Ryan crosses his arms, which bulges the scarred, tanned skin that looks so warm and soft over all those hard muscles. He raises his dark eyebrows at me.
“No, I’m not. You?”
“My family is strict Roman Catholic,” I admit, wondering what happens to my fully functioning brain when he’s around. My theory is that it melts and warps the second I see him, leaving me with nothing but a pile of goo to work with. Which, obviously, leaves me an incoherent half-wit. “One of my uncles who still lives in the Philippines does this whole real crucifixion thing ever year.”
If I could somehow disconnect my vocal chords when I was around him, I might be able to curb my silent pleas for giant holes to open under my feet and swallow me.
Ryan’s tight lips relax into a warm smile. “Crucifixion, huh? Your family doesn’t mess around. My uncle Billy and my uncle Tommy had a fist fight at the funeral mass for my uncle Patrick, but that was the extent of the violence.”
I pat the chair next to me. He’s been standing since my insanely rude greeting, and I decide I’ve reached my quotient for knee-jerk social faux pas today.
“It sounds like our uncles may be the root of all our family violence.” I sit up straighter in my chair when he settles next to me. I want to know why he’s here, and I wonder if it has anything to do with me.

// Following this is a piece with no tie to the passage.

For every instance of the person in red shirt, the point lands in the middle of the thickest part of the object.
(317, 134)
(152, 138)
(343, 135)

Though that seems like a leap. And I’m not sure if I like the thought of it or not. But after barking at him the way I did, I can’t just ask anyway, so I put it out of my head.
“Uncles. Can’t take them anywhere. Unless you’re actively looking for bloodshed.” Ryan shifts forward in his chair, resting his forearms on his knees, and I can see the firm lines of his back through the light cotton of his white button-down. “Do you go to mass?”
Our conversations always end up like this: me revealing more than I truly feel comfortable exposing. It’s always basic, everyday stuff, but it feels so private. Maybe because I can’t remember anyone else asking me about anything I didn’t pointedly offer up. Even Mei, my best friend since middle school, has complete respect for my sometimes irrational need for privacy.
“As far as my mother knows, I’ve never missed a Sunday mass in my life.” I lift the wine glass to my mouth, even though my stomach feels a little acidic. Ryan’s body is so close to mine, his warmth is warding off the air-conditioned chill in the air. “When I’m away at college, I don’t go. I like going with my mother though. I love watching her practice, if that makes sense. She’s so into it, so devout. I sometimes wish I could be that way.”
I clamp my mouth shut. On my long list of things I don’t like talking about, my feelings about religion cut right to the top. But here I am, spilling my guts.
“I hear you.” Ryan’s voice is soft as he looks over the kids tumbling in a circle, squealing with laughter, and picking themselves back up off the linoleum. “I had a few pretty messed-up years. I can’t say I’m ashamed of them, because I honestly believe you go through what you go through for a reason. But I’m not proud. Not at all. So part of me feels like I have no business sitting in that pew, especially because I never even considered confession. There’s no chance I’m saying anything that might get back to my mother. Not a chance.”
I look at him and narrow my eyes.
“How bad are we talking about here? Because if you’re some kind of mass murderer or something, I have extensive training in martial arts. I used to spar with the uncle who crucifies himself, so I’m pretty badass.”
“Thanks for the fair warning.” His mouth is serious, but his eyes light up and seem to beckon me closer. “I’m talking more sex, drugs, and rock n’ roll debauchery. I’m a lover, not a fighter, definitely.”
“Oh.”
And I’m a virgin who’s never done a drug in her life and prefers classical music. If not for the fact that I could take most grown men down in hand-to-hand combat, I’d be a total goody-two shoes Asian girl cliché.